Southgate looks like a giant spinning top. It's also not clear, from the outside, how the thing actually holds itself together: where, for instance, is the support for that striking whatchamacallit sitting right on the top?
Everything pales, though, when you reach the next station: the majestic, shimmering Arnos Grove:
What is is about this building that is inexhaustably, unambiguously, spectacular? I really can't beat Jonathan Glancey's description:
"In my imagination, I see Holden's great drum starting to revolve, and then spin as if designed, like some great centrifuge, to draw in commuters from the suburban homes all around it, together with their cases, rucksacks and shopping bags, their umbrellas, furtive hoods and mobile phones, their paperbacks, laptops and newspapers, their brow-furrowing concerns, daydreams and season tickets. In reality, I can't help hoping that this king, queen and all princes of a metro station raises at least one commuter's spirit each day as he or she passes into and out of what remains one of the finest of all 20th-century buildings."
It's one of The Guardian's 12 greatest modern buildings, and rightly so. When you go inside, it's like entering Aladdin's cave, or Santa's grotto. There's just something fundamentally transforming about Arnos Grove. Why, even shortlived cable TV-only late-1990s BBC channel UK Play transmitted a short, eulogising documentary about the place.
Next down the line, Bounds Green is the only station not to have been realised directly by Holden. Instead his collaborator C.H. James designed the nuts and bolts from a template established by his esteemed colleague. Again, it's fantastic stuff. An octagon, for heaven's sake!
Both this and the next station in line, Wood Green, have been the target of bombings. Historical bombings, that is. Bounds Green was damaged by a German bomb in World War Two, which killed 17. An IRA bomb exploded at Wood Green in 1976, injuring one.

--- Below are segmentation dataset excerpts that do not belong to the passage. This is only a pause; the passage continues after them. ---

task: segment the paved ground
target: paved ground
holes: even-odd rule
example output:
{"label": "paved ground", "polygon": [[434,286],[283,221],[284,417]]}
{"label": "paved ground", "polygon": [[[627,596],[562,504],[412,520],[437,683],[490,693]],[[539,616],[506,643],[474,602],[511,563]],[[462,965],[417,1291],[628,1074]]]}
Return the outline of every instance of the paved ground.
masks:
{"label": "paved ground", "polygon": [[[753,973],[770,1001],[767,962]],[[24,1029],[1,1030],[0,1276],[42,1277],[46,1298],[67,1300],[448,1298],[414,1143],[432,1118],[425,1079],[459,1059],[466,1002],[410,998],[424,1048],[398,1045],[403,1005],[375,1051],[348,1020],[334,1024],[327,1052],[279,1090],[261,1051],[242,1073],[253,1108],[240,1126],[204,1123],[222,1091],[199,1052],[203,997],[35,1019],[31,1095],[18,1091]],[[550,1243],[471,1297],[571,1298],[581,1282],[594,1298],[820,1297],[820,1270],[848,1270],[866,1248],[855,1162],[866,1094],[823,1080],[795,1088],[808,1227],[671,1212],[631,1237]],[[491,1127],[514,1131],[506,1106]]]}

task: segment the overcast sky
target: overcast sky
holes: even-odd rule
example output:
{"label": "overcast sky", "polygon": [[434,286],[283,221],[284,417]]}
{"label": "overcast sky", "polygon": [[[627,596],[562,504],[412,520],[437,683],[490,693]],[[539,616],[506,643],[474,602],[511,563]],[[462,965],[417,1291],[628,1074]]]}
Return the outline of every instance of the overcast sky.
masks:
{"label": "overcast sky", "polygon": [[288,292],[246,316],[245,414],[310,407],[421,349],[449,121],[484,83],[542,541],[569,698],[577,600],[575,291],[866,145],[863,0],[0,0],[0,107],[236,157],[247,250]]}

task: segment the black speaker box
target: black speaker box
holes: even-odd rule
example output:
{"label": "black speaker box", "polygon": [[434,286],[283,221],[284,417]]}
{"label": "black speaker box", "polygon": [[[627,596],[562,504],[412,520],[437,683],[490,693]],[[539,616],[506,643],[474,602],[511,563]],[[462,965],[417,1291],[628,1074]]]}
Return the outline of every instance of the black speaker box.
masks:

A man in a jester's hat was leaving the station when I was there. He was oblivious to everybody and, such is the British way, everybody was oblivious of him.
The splendour never lets up. Turnpike Lane is blessed with a mammoth tower that allows light to penetrate far into the ticket hall.
While Manor House is perhaps most notable for boasting no fewer than nine entrances, encouraging you to believe it is entirely below street level:
Named after nearby pub, it was at one point slated for transfer to the Victoria Line. Instead it stayed put and remains, depending on which way you're heading, either the first or last in a chain of overground Underground gems.
Quite simply, to view and visit them is to raise not just your spirits, but your belief in people's ability to fashion miracles out of the mundane.